This repository is a quick demo fine-tuning a diffusion model FLUX.1 [dev] with QLoRA. The goal of this work was threefold:
- I need a professional photo for job applications.
- I need a portfolio for job applications.
- I want to make Christmas cards, etc. with my family in them.
So this is an experiment in LoRA training with restricted resources.
Experiments is included near the top so that results can be viewed before diving into all of the ideas behind everything.
This work makes small modifications to the LoRA flux quantization research example.
Flux1.dev was selected because it's a current state-of-the-art (open source) diffusion model for image generation. Unfortunately, I do not have a 4090 which most of the examples are trained on. There are a few other sources that provide quantized models already but it's not clear whether they fit on the GPUs that I own (3060 RTX (12GiB GDDR6) or RX 5500 XT OC Gaming (8GiB GDDR5)).
So here we use BitsAndBytes to quantize the model down to a manageable size for my card and construct our own dataset to fine-tune on.
I did not want to use a UI such as Automatic1111 web ui or ComfyUI because they hide the process of training and understanding the actual code that goes into making the model.
Low Rank Adaptation is a parameter
efficient method for fine-tuning LLMs (PEFT) and now diffusion models as well.

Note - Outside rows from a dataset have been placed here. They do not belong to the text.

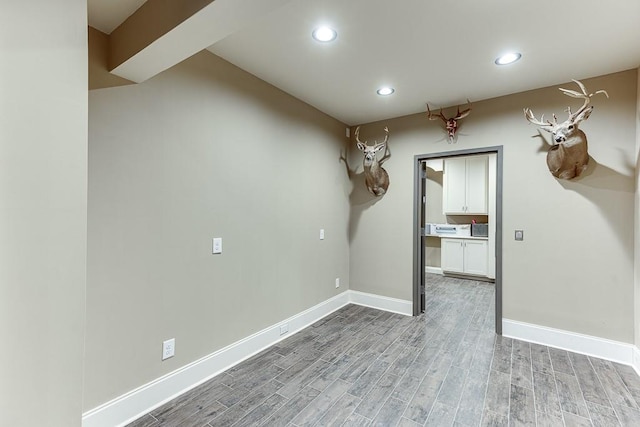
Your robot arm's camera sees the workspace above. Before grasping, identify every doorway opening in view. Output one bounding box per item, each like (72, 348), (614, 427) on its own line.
(413, 146), (503, 335)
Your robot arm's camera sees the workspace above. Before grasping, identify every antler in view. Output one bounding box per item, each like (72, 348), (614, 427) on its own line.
(354, 126), (389, 147)
(355, 126), (363, 144)
(559, 79), (609, 121)
(427, 103), (447, 123)
(524, 108), (558, 130)
(453, 98), (472, 120)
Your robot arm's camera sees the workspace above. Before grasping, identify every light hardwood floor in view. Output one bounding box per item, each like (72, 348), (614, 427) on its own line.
(129, 275), (640, 427)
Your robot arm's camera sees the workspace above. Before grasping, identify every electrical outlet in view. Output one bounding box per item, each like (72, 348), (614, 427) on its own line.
(212, 237), (222, 254)
(162, 338), (176, 360)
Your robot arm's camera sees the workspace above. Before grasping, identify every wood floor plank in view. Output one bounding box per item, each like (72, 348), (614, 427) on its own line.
(569, 353), (611, 407)
(533, 371), (562, 417)
(355, 372), (400, 419)
(122, 275), (640, 427)
(485, 369), (511, 418)
(555, 372), (589, 418)
(589, 357), (639, 409)
(509, 384), (537, 426)
(263, 387), (320, 427)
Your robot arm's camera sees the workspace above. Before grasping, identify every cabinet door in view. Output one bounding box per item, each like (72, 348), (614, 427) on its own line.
(440, 239), (464, 273)
(464, 240), (487, 276)
(442, 158), (467, 214)
(465, 156), (488, 214)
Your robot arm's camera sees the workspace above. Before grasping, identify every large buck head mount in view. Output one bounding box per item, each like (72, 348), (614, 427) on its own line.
(355, 126), (389, 197)
(524, 80), (609, 179)
(427, 99), (471, 144)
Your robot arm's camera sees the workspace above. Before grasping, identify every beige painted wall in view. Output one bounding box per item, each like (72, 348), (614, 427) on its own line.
(0, 0), (87, 427)
(85, 51), (350, 410)
(350, 70), (637, 343)
(634, 68), (640, 347)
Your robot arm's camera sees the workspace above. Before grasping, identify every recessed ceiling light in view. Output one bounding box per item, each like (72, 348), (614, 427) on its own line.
(496, 52), (522, 65)
(311, 27), (338, 42)
(376, 86), (396, 96)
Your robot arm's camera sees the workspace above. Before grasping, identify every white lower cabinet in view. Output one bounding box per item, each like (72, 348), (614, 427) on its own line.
(441, 238), (487, 276)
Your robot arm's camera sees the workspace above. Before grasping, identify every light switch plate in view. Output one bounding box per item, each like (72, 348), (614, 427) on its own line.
(162, 338), (176, 360)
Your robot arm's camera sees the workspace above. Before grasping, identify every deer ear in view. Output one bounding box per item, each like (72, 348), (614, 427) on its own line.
(573, 105), (593, 123)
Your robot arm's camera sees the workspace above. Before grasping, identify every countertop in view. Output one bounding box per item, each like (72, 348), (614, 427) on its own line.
(426, 234), (489, 240)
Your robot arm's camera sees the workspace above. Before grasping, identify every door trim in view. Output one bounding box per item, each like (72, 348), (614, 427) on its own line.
(413, 145), (503, 335)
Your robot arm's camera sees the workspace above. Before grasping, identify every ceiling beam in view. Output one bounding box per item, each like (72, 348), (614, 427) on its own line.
(109, 0), (290, 83)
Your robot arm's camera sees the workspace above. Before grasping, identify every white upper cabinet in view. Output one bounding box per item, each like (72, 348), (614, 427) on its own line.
(442, 156), (488, 215)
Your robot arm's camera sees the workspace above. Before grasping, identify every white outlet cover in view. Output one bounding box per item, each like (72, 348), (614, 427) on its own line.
(162, 338), (176, 360)
(212, 237), (222, 254)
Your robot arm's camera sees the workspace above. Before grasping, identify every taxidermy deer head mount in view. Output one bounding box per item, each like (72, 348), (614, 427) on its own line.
(427, 99), (471, 144)
(524, 80), (609, 179)
(355, 126), (389, 197)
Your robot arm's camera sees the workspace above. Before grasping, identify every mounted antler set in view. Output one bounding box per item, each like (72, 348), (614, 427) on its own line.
(355, 126), (389, 196)
(524, 80), (609, 179)
(427, 99), (471, 143)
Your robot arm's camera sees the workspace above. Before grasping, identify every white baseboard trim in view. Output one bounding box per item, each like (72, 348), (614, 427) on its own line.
(424, 266), (443, 275)
(349, 291), (413, 316)
(631, 346), (640, 375)
(502, 318), (640, 374)
(82, 291), (351, 427)
(82, 290), (413, 427)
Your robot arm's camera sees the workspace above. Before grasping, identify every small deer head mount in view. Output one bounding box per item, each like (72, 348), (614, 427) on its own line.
(524, 80), (609, 179)
(355, 126), (389, 197)
(427, 99), (471, 144)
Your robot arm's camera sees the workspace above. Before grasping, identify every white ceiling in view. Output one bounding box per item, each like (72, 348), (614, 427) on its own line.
(88, 0), (640, 125)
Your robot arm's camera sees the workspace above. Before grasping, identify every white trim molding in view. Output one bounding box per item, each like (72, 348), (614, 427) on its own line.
(502, 319), (640, 374)
(424, 266), (444, 276)
(82, 290), (413, 427)
(349, 291), (413, 316)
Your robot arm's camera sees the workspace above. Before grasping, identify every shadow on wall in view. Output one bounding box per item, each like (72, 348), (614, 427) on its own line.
(339, 152), (384, 243)
(557, 156), (635, 257)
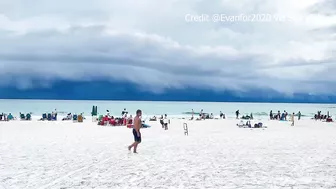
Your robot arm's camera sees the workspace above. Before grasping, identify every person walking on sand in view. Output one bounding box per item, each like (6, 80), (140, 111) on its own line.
(163, 114), (169, 130)
(128, 110), (142, 153)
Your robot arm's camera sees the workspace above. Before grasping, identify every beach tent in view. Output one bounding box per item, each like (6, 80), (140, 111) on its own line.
(91, 106), (98, 121)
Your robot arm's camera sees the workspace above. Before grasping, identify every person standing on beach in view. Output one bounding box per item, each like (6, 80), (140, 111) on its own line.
(128, 110), (142, 153)
(163, 114), (169, 130)
(291, 112), (295, 126)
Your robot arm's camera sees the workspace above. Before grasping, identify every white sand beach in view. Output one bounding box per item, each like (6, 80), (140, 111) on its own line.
(0, 119), (336, 189)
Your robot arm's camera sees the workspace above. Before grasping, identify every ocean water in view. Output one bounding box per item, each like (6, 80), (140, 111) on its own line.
(0, 100), (336, 117)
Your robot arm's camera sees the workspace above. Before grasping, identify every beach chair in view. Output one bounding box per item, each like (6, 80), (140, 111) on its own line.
(26, 113), (31, 121)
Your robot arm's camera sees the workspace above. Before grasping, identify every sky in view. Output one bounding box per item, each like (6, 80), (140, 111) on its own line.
(0, 0), (336, 101)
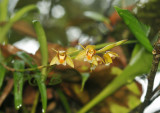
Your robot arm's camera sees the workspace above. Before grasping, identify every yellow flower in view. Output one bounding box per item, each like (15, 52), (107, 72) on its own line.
(90, 55), (104, 71)
(103, 51), (118, 65)
(50, 49), (74, 68)
(76, 45), (96, 63)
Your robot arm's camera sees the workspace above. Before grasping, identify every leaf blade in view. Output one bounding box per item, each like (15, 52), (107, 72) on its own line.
(14, 60), (25, 109)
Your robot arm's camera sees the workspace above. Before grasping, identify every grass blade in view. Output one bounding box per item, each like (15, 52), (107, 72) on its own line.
(33, 20), (48, 80)
(96, 40), (127, 53)
(115, 7), (153, 52)
(57, 89), (71, 113)
(0, 0), (9, 22)
(0, 64), (6, 89)
(81, 73), (90, 91)
(0, 5), (36, 43)
(14, 60), (25, 109)
(34, 73), (47, 113)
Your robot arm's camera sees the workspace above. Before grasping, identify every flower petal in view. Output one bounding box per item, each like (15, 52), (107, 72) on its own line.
(66, 55), (74, 68)
(50, 55), (59, 65)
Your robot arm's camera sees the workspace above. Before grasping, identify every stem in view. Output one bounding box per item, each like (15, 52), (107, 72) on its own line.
(31, 91), (39, 113)
(0, 62), (51, 72)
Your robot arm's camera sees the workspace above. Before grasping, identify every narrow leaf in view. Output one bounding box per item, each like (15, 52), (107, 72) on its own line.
(14, 60), (25, 109)
(81, 73), (90, 91)
(57, 89), (71, 113)
(0, 0), (9, 22)
(34, 73), (47, 113)
(84, 11), (110, 23)
(96, 40), (127, 53)
(115, 7), (153, 52)
(33, 20), (48, 79)
(0, 64), (6, 89)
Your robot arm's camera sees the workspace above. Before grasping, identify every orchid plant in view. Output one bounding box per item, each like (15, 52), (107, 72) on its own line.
(50, 40), (127, 71)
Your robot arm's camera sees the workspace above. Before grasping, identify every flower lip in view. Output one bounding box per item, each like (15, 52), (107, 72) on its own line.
(57, 51), (67, 64)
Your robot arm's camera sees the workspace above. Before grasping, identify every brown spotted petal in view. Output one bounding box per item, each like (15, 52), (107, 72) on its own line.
(103, 51), (118, 65)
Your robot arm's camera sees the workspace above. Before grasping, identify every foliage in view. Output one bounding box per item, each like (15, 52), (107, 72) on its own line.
(0, 0), (158, 113)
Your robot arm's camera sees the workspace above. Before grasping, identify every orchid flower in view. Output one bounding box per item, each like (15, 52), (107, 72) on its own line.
(103, 51), (118, 65)
(50, 49), (74, 68)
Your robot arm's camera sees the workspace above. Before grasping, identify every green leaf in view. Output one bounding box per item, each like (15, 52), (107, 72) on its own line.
(34, 73), (47, 113)
(0, 5), (36, 43)
(33, 20), (48, 79)
(84, 11), (110, 23)
(96, 40), (127, 53)
(0, 0), (9, 22)
(78, 48), (152, 113)
(81, 73), (90, 91)
(128, 95), (141, 109)
(109, 103), (129, 113)
(115, 7), (153, 52)
(127, 82), (141, 95)
(0, 64), (6, 89)
(14, 60), (25, 109)
(57, 89), (71, 113)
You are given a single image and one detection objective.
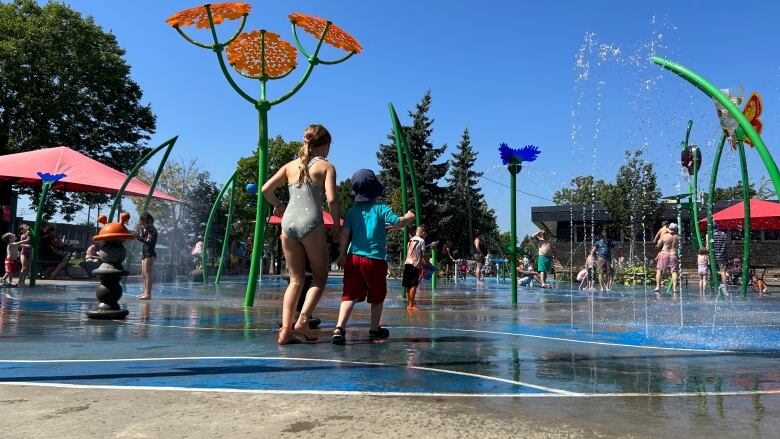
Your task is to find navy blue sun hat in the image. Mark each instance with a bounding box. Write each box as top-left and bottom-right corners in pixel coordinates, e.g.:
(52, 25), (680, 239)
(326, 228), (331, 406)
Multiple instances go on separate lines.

It works by decomposing the update matrix
Since my 3060 RTX is a part of the nVidia Ampere architecture, the BitsAndBytes library supports 4-bit quantization with NF4 (Normal Float 4) with empirical results that it performs better than fp4 quantization in the QLoRA paper.
I manually tagged images of myself (JRussell), my wife (ARussell), and our son (CRussell) and implemented a wrapper to make an image dataset, updating the example code to load my dataset instead of the original dataset. Due to privacy concerns, I won't upload the images from the dataset but will provide the textual descriptions as they are relevant to understanding the tuned model.
Most LoRA how-to examples imply that you should describe everything in the scene except for the one thing that you want to train the LoRA adapter for. Most examples also train their adapter for solely a single concept. I wanted to be able to generate images with my entire family in them and therefore desired to have multiple triggers.
I also elected to manually caption instead of generate captions with tools like wd14 or BLIP because then I can understand the impact of each caption better with respect to model generation.